Leni Stern, jazz guitarist and vocalist, has been awarded Gibson Guitar’s Female Jazz Guitarist of the Year Award for five consecutive years. She has played with many big jazz names, including Dennis Chambers, Bill Frisell, Michael Brecker, Paul Motian, and more. Stern travels all over the world and speaks several languages, incorporating all of these vastly different influences into her music.

Jennifer Vincent

Jennifer Vincent

Jennifer Vincent, bassist and cellist, has played and toured with the likes of Betty Carter, Abbey Lincoln, the famed Boy's Choir of Harlem, Willie Martinez y La Familia, Son Sublime, the Xavier Cougat Orchestra, the Roberto Rodriguez Septet, Carmen Lundy, Harry Whitteaker (longtime artistic director and keyboardist for Roberta Flack), Jon Hendricks, the Duke Ellington Orchestra, and many other jazz and Latin notables.
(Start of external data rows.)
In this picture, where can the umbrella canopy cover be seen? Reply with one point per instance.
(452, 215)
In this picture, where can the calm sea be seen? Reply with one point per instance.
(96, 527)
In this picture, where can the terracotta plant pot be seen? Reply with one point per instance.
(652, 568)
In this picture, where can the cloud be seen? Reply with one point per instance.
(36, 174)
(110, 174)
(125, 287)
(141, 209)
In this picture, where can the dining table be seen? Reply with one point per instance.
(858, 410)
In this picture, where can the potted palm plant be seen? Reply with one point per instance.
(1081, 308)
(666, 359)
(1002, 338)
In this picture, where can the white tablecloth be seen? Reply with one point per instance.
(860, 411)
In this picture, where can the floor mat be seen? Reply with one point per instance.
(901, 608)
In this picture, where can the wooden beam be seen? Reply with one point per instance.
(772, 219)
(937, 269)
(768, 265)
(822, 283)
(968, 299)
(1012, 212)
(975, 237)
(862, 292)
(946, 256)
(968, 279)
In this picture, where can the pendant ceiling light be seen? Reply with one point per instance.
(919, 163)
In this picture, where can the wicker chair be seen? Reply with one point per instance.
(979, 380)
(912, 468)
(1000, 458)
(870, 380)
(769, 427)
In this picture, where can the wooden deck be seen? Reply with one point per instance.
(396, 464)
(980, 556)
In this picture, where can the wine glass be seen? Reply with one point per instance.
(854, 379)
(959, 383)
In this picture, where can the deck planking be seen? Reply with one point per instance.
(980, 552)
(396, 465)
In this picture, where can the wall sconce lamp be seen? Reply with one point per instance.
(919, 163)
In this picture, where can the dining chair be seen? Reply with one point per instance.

She started as a classically-trained cellist at Oberlin Conservatory, is equally comfortable in the jazz, Latin-jazz, and traditional Cuban musical idioms. Her bass teachers include jazz icon Ron Carter, Andy Gonzales, Ed Bennett, Buster Williams, and Cuban bass legend Orlando "Cachaito" Lopez of the Buena Vista Social Club.

Reut Regev

Reut Regev

Born and raised in Israel, Trombonist, composer and bandleader Reut Regev has been living and creating music in NYC for over a decade, collaborating, recording and touring with some of the finest musicians in various fields, including Latin, Klezmer, Rock, Blues, Jazz, contemporary classical and improvised music. Anthony Braxton, Frank London, Butch Morris, Joe Bataan, Firewater, Elliott Sharp, Dave Douglas, Metropolitan Klezmer, Hazmat Modine and many more have picked Reut as their Trombonist of choice for tours, recordings and other projects. After years of working mostly as a side musician, Reut has recorded her debut Album "This is R*time". Following the debut R*time's sophomore CD "Exploring the Vibe" was released on Enja Records in 2013.

Rosa Avila

Rosa Avila

Rosa began playing drums at age 16 and has studied at The Music Conservatory Of the University of Veracruz, and The School of Superior Studies of Mexico City. She was later granted a scholarship from the Mexican Endowment of the Arts for completion of her training at Musicians Institute in Los Angeles, California where she studied with such notables as Casey Scheuerrell, Ralph Humphery, Joe Porcaro and Taka Numazawa. She has also performed with artists such as The Lennon Sisters, Ann Margret, Pat Boone, Glen Campbell, Debby Boone, Shari Lewis, Elkie Brooks, Petula Clark, and the Broadway show "Five Guys Named Moe.”